Time to think again?

28 November 2014
Volume 30 · Issue 4

Apolline asks what we have learned from the contract pilots so far.

It is nearly three-and-a-half years since the NHS pilots began, and nearly five years since Jimmy Steele published his proposals in 2009. Just to remind you, that was in response to the Health Select Committee’s critical review of the UDA contract (now nearly six years ago).

 

A second report on ‘learning and outcomes’ from the pilots to date, published in early February, makes for mixed reading. There is overall enthusiasm from dentists and their teams, but what is not to like about a system which is financially protected from the real world, and most of all, free of the dreaded UDA and all its attendant woes?
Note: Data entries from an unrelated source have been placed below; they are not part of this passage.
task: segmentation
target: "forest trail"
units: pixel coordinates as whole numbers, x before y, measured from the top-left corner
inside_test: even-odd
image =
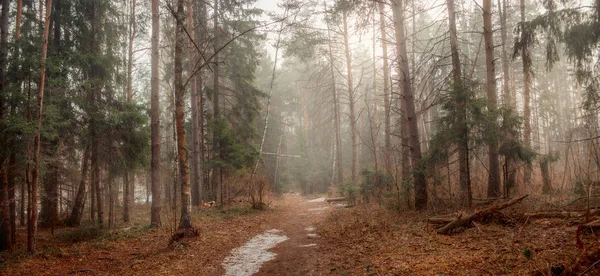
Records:
[[[315,225],[325,220],[327,214],[334,207],[326,204],[324,198],[307,200],[299,195],[286,195],[283,204],[286,208],[283,208],[283,212],[280,213],[278,219],[269,225],[272,229],[255,236],[243,247],[232,251],[232,254],[235,255],[243,251],[244,248],[253,247],[251,245],[253,242],[256,243],[258,240],[267,237],[278,239],[272,243],[273,248],[267,249],[267,251],[259,251],[263,255],[268,255],[265,256],[268,261],[264,264],[262,264],[262,261],[257,262],[256,254],[261,253],[253,250],[254,252],[248,254],[246,258],[236,257],[234,262],[226,259],[224,262],[226,275],[318,274],[315,269],[317,260],[320,257],[318,251],[320,237],[317,234]],[[241,266],[244,268],[241,268]],[[258,270],[259,268],[260,270]],[[254,273],[256,271],[258,273]]]

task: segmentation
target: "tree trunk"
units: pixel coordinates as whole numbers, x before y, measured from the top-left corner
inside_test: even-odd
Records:
[[[15,198],[15,183],[17,181],[17,174],[15,171],[17,170],[17,160],[14,151],[10,154],[7,169],[8,201],[10,202],[10,240],[14,245],[17,242],[17,200]]]
[[[8,51],[8,16],[10,1],[2,1],[0,16],[0,122],[4,121],[4,96],[6,95],[6,66]],[[0,153],[0,251],[12,248],[10,233],[10,207],[8,200],[7,156]]]
[[[408,55],[406,53],[406,35],[404,31],[404,7],[403,0],[394,0],[394,34],[396,37],[396,52],[398,55],[398,73],[400,87],[402,89],[403,103],[405,106],[408,145],[410,146],[410,157],[413,165],[413,177],[415,187],[415,208],[422,210],[427,208],[427,180],[425,178],[424,164],[421,162],[421,145],[419,142],[419,129],[415,112],[415,100],[413,96],[410,70],[408,68]]]
[[[150,214],[150,224],[154,227],[161,225],[160,210],[161,206],[161,185],[160,185],[160,101],[159,101],[159,48],[158,37],[160,35],[160,14],[158,0],[152,0],[152,77],[151,77],[151,95],[150,95],[150,113],[151,113],[151,143],[152,143],[152,207]]]
[[[485,40],[486,61],[486,91],[488,97],[489,111],[496,110],[496,69],[494,67],[494,37],[492,29],[492,1],[483,1],[483,36]],[[500,163],[498,162],[498,142],[492,141],[488,145],[489,174],[487,196],[499,197],[500,191]]]
[[[386,166],[391,166],[392,142],[390,120],[390,65],[388,61],[387,33],[385,31],[385,5],[379,3],[379,29],[381,32],[381,50],[383,52],[383,108],[384,108],[384,159]]]
[[[187,1],[187,30],[192,34],[192,30],[194,30],[194,10],[192,9],[192,2]],[[194,32],[195,33],[195,32]],[[198,127],[198,79],[200,78],[199,73],[194,74],[194,65],[196,62],[196,48],[194,47],[194,41],[190,40],[188,45],[188,74],[192,78],[190,81],[190,102],[192,109],[192,205],[200,206],[200,144],[198,141],[199,138],[199,127]]]
[[[100,187],[100,164],[99,164],[99,152],[98,152],[98,144],[100,144],[100,139],[98,139],[99,135],[97,133],[94,134],[93,137],[96,137],[96,139],[92,139],[92,156],[91,156],[91,169],[92,169],[92,178],[91,178],[91,185],[94,186],[94,192],[95,194],[95,198],[96,198],[96,215],[97,215],[97,223],[102,226],[103,223],[103,218],[104,218],[104,208],[102,205],[102,189]],[[94,214],[92,214],[92,221],[94,220],[93,217]]]
[[[67,226],[79,226],[81,224],[81,216],[83,215],[83,208],[85,207],[85,181],[88,173],[88,161],[90,158],[90,146],[86,146],[83,152],[83,158],[81,159],[81,180],[79,181],[79,188],[77,189],[77,195],[75,196],[75,202],[73,203],[73,211],[71,216],[67,220]]]
[[[175,128],[177,133],[177,158],[179,159],[179,179],[181,181],[181,218],[178,229],[184,236],[195,233],[192,227],[192,204],[190,187],[190,166],[185,139],[185,87],[183,86],[183,21],[185,13],[184,0],[177,1],[177,25],[175,29]]]
[[[352,182],[358,181],[358,130],[356,129],[356,109],[354,102],[354,82],[352,79],[352,53],[348,42],[348,13],[342,13],[344,24],[344,51],[346,54],[346,70],[348,78],[348,106],[350,107],[350,136],[352,140]]]
[[[325,8],[327,9],[327,7]],[[336,170],[337,170],[337,181],[339,185],[344,181],[344,171],[342,167],[342,137],[340,131],[340,104],[338,99],[338,93],[335,85],[335,65],[333,64],[333,50],[331,47],[331,29],[329,27],[329,21],[327,21],[327,46],[329,52],[329,65],[331,69],[331,93],[333,99],[333,128],[335,130],[335,159],[336,159]]]
[[[135,18],[135,8],[136,8],[136,0],[131,0],[130,4],[130,13],[129,13],[129,45],[128,45],[128,55],[127,55],[127,90],[125,93],[125,98],[127,102],[131,102],[131,98],[133,96],[132,91],[132,82],[133,82],[133,43],[137,33],[137,25]],[[133,204],[133,194],[135,191],[135,176],[132,172],[125,172],[124,181],[123,181],[123,221],[129,222],[131,219],[131,205]]]
[[[219,74],[220,74],[220,65],[219,65],[219,19],[218,19],[218,11],[219,11],[219,0],[215,0],[215,15],[214,17],[214,51],[215,51],[215,56],[214,56],[214,65],[213,65],[213,74],[214,74],[214,80],[213,80],[213,121],[214,124],[213,125],[217,125],[219,124],[219,121],[221,119],[221,115],[220,115],[220,106],[219,106]],[[220,153],[220,146],[219,146],[219,132],[216,129],[213,129],[213,149],[212,149],[212,153],[213,153],[213,159],[220,159],[221,158],[221,153]],[[219,165],[215,165],[213,167],[213,174],[212,174],[212,200],[214,201],[218,201],[218,193],[219,193],[219,186],[220,186],[220,182],[221,182],[221,167]]]
[[[40,84],[37,99],[36,130],[33,149],[33,170],[31,173],[31,213],[29,213],[29,222],[27,223],[27,251],[29,254],[35,252],[35,237],[37,234],[38,221],[38,181],[40,169],[40,137],[42,132],[42,114],[44,108],[44,85],[46,79],[46,56],[48,55],[48,33],[50,32],[50,14],[52,12],[52,0],[46,1],[46,16],[44,21],[44,33],[42,38],[42,61],[40,67]]]
[[[519,7],[521,10],[521,22],[525,22],[525,0],[520,0]],[[524,35],[525,32],[522,32]],[[530,53],[528,53],[527,47],[521,50],[521,61],[523,62],[523,142],[525,146],[531,147],[531,67],[532,61]],[[523,175],[523,184],[531,180],[531,168],[525,166],[525,172]]]
[[[552,192],[552,182],[550,178],[549,161],[547,158],[541,158],[540,170],[542,171],[542,180],[544,182],[542,186],[542,193],[549,194]]]
[[[469,129],[467,126],[467,103],[466,87],[463,85],[460,56],[458,55],[458,37],[456,31],[456,13],[454,11],[454,0],[447,0],[448,21],[450,26],[450,52],[452,55],[452,76],[454,92],[457,96],[458,118],[458,167],[460,179],[461,201],[463,205],[471,207],[473,194],[471,191],[471,176],[469,172]]]

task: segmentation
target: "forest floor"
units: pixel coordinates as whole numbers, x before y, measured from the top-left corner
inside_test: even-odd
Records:
[[[248,260],[258,262],[256,275],[552,275],[561,267],[583,272],[600,259],[591,233],[582,236],[587,249],[577,248],[578,220],[479,223],[445,236],[426,224],[427,213],[340,208],[298,195],[270,207],[195,212],[200,236],[172,246],[175,223],[168,219],[158,230],[141,223],[113,231],[62,228],[54,236],[42,230],[35,256],[0,255],[0,274],[243,275],[226,271],[225,260],[265,233],[285,238],[265,249],[276,255],[262,266]],[[19,240],[25,232],[19,229]],[[587,273],[600,275],[600,265]]]

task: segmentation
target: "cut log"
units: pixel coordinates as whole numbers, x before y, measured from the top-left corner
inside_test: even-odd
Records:
[[[448,223],[453,222],[454,220],[456,220],[455,218],[428,218],[427,222],[429,224],[434,224],[434,225],[446,225]]]
[[[325,199],[327,203],[346,201],[345,197],[328,197]]]
[[[495,212],[498,212],[502,209],[508,208],[512,205],[515,205],[519,202],[521,202],[521,200],[523,200],[524,198],[526,198],[528,195],[524,195],[522,197],[519,197],[517,199],[513,199],[511,201],[502,203],[502,204],[498,204],[498,205],[494,205],[491,206],[487,209],[483,209],[481,211],[477,211],[467,217],[464,218],[458,218],[453,220],[452,222],[446,224],[444,227],[440,228],[437,230],[437,232],[439,234],[445,234],[445,235],[449,235],[450,233],[454,232],[454,230],[457,230],[458,228],[464,228],[464,227],[468,227],[469,225],[471,225],[471,222],[481,219],[489,214],[493,214]]]

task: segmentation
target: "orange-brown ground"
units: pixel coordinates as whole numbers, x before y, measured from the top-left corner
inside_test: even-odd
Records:
[[[173,247],[167,246],[174,225],[168,221],[159,230],[121,230],[76,243],[72,229],[59,229],[56,237],[44,230],[34,257],[19,250],[0,255],[0,274],[222,275],[221,263],[232,249],[274,228],[290,239],[271,249],[278,255],[259,275],[548,275],[552,266],[572,267],[578,258],[586,259],[579,272],[597,260],[576,248],[575,221],[481,223],[443,236],[425,224],[426,213],[317,209],[324,206],[292,195],[262,212],[203,209],[194,221],[200,236]],[[309,226],[318,237],[307,235]],[[595,240],[584,235],[587,246]],[[599,268],[588,275],[600,275]]]

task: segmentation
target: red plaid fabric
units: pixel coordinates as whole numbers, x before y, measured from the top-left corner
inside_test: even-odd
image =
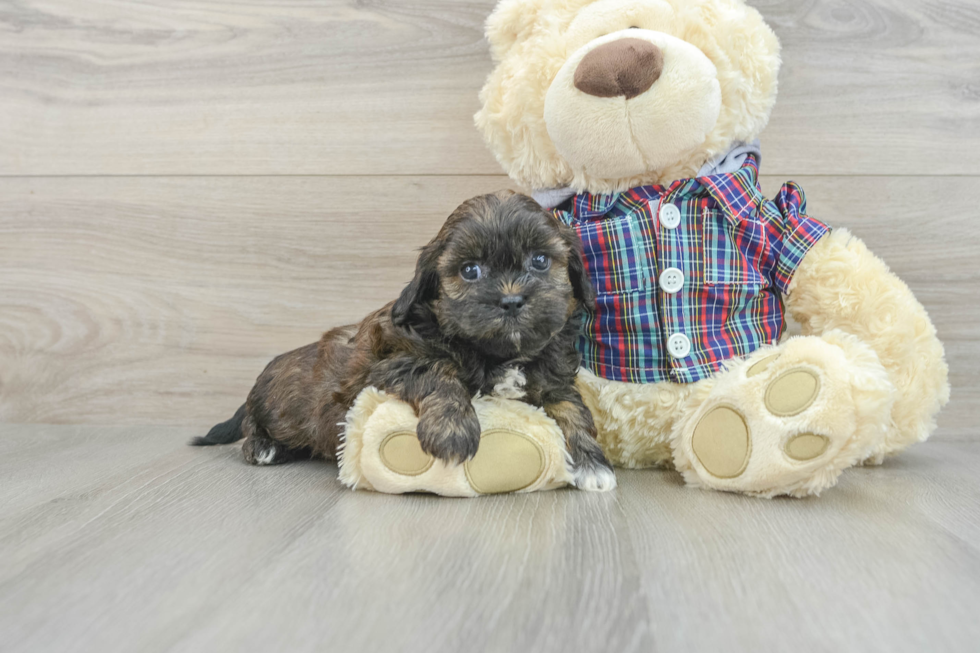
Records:
[[[615,381],[690,383],[779,340],[781,295],[828,228],[806,215],[799,186],[767,200],[758,176],[750,156],[735,173],[553,209],[581,237],[597,293],[583,365]]]

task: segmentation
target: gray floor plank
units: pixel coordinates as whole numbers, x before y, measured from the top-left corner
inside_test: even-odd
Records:
[[[980,541],[950,533],[908,497],[937,486],[956,497],[964,488],[944,479],[945,465],[924,465],[929,476],[915,470],[930,454],[944,463],[966,455],[975,476],[978,453],[927,443],[883,468],[849,470],[823,497],[802,501],[621,474],[661,648],[975,650]],[[972,531],[978,516],[973,503],[954,523]]]
[[[971,651],[980,443],[818,499],[352,493],[175,427],[0,426],[16,651]]]
[[[613,504],[346,496],[176,650],[649,651]]]
[[[10,430],[0,427],[17,437]],[[115,462],[114,483],[106,487],[97,469],[11,519],[4,508],[0,614],[16,619],[0,618],[0,631],[14,650],[166,650],[346,497],[325,465],[254,474],[237,452],[192,449],[186,435],[101,430],[103,446],[88,456]],[[127,452],[127,441],[138,442],[142,455]],[[88,462],[51,456],[27,468],[59,483]],[[10,485],[16,491],[28,482]],[[55,615],[62,627],[51,627]]]

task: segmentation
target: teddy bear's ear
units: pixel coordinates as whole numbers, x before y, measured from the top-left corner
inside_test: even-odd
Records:
[[[545,0],[501,0],[487,18],[486,34],[494,61],[530,35]]]

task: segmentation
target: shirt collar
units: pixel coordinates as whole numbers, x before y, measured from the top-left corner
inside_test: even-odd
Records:
[[[703,186],[732,223],[753,217],[764,198],[759,188],[759,163],[752,154],[737,171],[720,175],[708,175],[696,179]]]
[[[669,187],[637,186],[619,193],[578,193],[571,198],[571,213],[576,220],[595,220],[611,211],[616,204],[637,200],[659,200],[667,195],[670,200],[680,199],[706,191],[733,223],[752,217],[763,201],[759,188],[759,164],[755,155],[745,157],[745,162],[735,172],[679,179]]]

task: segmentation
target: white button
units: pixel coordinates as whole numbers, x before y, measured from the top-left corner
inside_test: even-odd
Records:
[[[691,341],[683,333],[667,338],[667,351],[674,358],[684,358],[691,353]]]
[[[660,273],[660,287],[673,295],[684,287],[684,273],[677,268],[667,268]]]
[[[660,224],[667,229],[676,229],[681,223],[681,210],[673,204],[660,207]]]

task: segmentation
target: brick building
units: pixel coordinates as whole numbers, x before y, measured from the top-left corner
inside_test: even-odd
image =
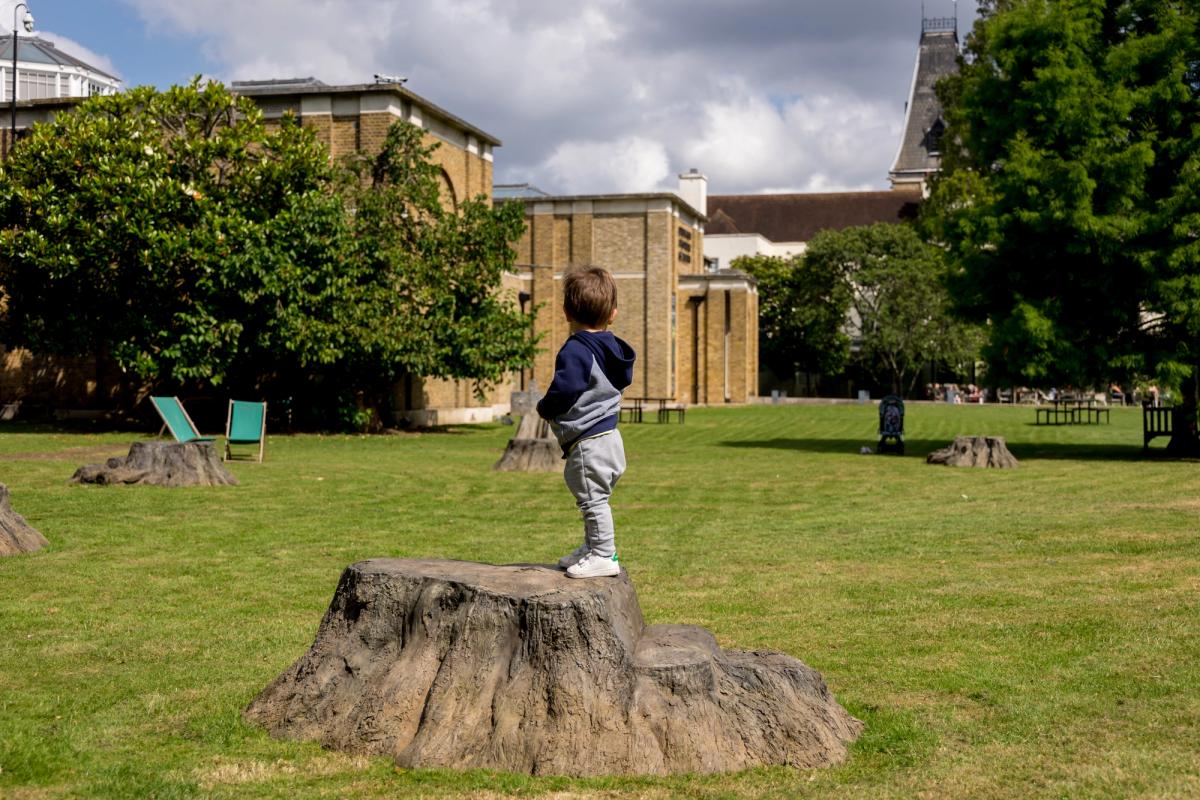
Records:
[[[355,152],[375,153],[388,128],[406,120],[425,131],[425,144],[437,144],[433,161],[441,167],[442,200],[457,208],[464,200],[492,197],[493,149],[500,140],[400,83],[328,86],[315,78],[235,81],[232,89],[253,100],[268,124],[293,114],[313,129],[337,159]],[[512,279],[505,290],[516,298]],[[410,378],[396,387],[397,412],[418,425],[490,422],[508,410],[508,384],[494,387],[481,401],[470,381]]]
[[[743,403],[756,393],[758,295],[749,276],[704,268],[705,179],[680,176],[679,194],[551,196],[497,187],[525,205],[528,228],[517,243],[519,288],[538,308],[545,349],[524,387],[544,389],[569,330],[562,276],[596,264],[617,280],[613,331],[638,353],[627,397],[682,403]],[[687,199],[684,199],[687,198]],[[697,206],[700,206],[699,208]]]

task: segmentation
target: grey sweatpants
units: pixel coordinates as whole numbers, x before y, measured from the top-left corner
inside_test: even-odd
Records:
[[[583,514],[583,541],[598,556],[616,553],[608,498],[625,472],[625,443],[619,431],[579,440],[567,454],[564,477]]]

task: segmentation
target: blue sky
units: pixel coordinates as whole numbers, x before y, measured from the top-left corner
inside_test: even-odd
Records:
[[[11,29],[15,3],[0,3],[3,27]],[[37,32],[60,34],[104,56],[127,86],[169,86],[221,64],[205,55],[197,36],[165,26],[152,29],[132,5],[118,0],[30,0]],[[106,65],[97,65],[106,66]]]
[[[316,76],[408,87],[561,193],[884,188],[921,9],[953,0],[30,0],[126,85]],[[0,0],[0,25],[12,24]],[[974,3],[963,0],[965,31]]]

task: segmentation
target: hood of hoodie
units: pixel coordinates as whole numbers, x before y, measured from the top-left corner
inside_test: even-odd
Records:
[[[618,391],[633,383],[633,362],[637,354],[629,342],[611,331],[579,331],[571,334],[571,338],[591,351],[596,363],[604,370],[604,376]]]

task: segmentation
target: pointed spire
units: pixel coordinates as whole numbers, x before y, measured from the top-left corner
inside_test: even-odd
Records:
[[[957,14],[957,4],[955,7]],[[922,185],[941,166],[941,139],[946,123],[937,98],[937,82],[958,69],[958,22],[921,20],[921,41],[905,107],[904,133],[888,177],[892,187]]]

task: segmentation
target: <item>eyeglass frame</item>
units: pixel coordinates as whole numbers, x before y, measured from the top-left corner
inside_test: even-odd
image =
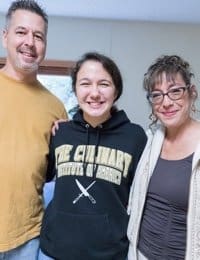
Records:
[[[176,100],[181,99],[182,96],[183,96],[183,94],[185,93],[185,91],[188,90],[190,87],[191,87],[191,85],[180,86],[180,87],[172,86],[172,87],[171,87],[167,92],[165,92],[165,93],[164,93],[162,90],[155,90],[155,91],[152,91],[152,92],[148,92],[146,97],[147,97],[148,101],[149,101],[151,104],[153,104],[153,105],[161,104],[161,103],[163,102],[165,96],[167,96],[167,97],[168,97],[170,100],[172,100],[172,101],[176,101]],[[180,97],[178,97],[178,98],[171,98],[171,97],[169,96],[169,93],[172,93],[172,90],[174,90],[174,89],[178,89],[178,90],[182,89],[182,90],[183,90],[183,93],[181,94]],[[150,97],[151,97],[151,95],[152,95],[153,92],[160,92],[160,94],[161,94],[160,96],[162,96],[161,101],[159,101],[159,102],[152,102],[152,101],[150,100]]]

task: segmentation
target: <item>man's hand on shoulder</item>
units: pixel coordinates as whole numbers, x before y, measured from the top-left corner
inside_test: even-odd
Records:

Patients are also reported to be welcoming of the reformed world of preventive care, but there is no update of the figure, reported in 2012, which showed that 60 per cent failed to return for their ‘preventive’ appointments.

 

It is disconcerting, to say the least, that accurate and valid data is only available for patient appointments up until March 2013 – over a year ago. Moreover, the same cannot be said for clinical data even up to that point. The report is, in part, a minority report, since access data for 46 of the original 70 pilot practices (the so-called ‘block payment’ group) is not analysed in detail. Why? Could it be that the decline in registrations in this larger group was even worse than that in the capitation groups (where 19 of the 24 practices who were actually analysed showed a reduction in patients attending)?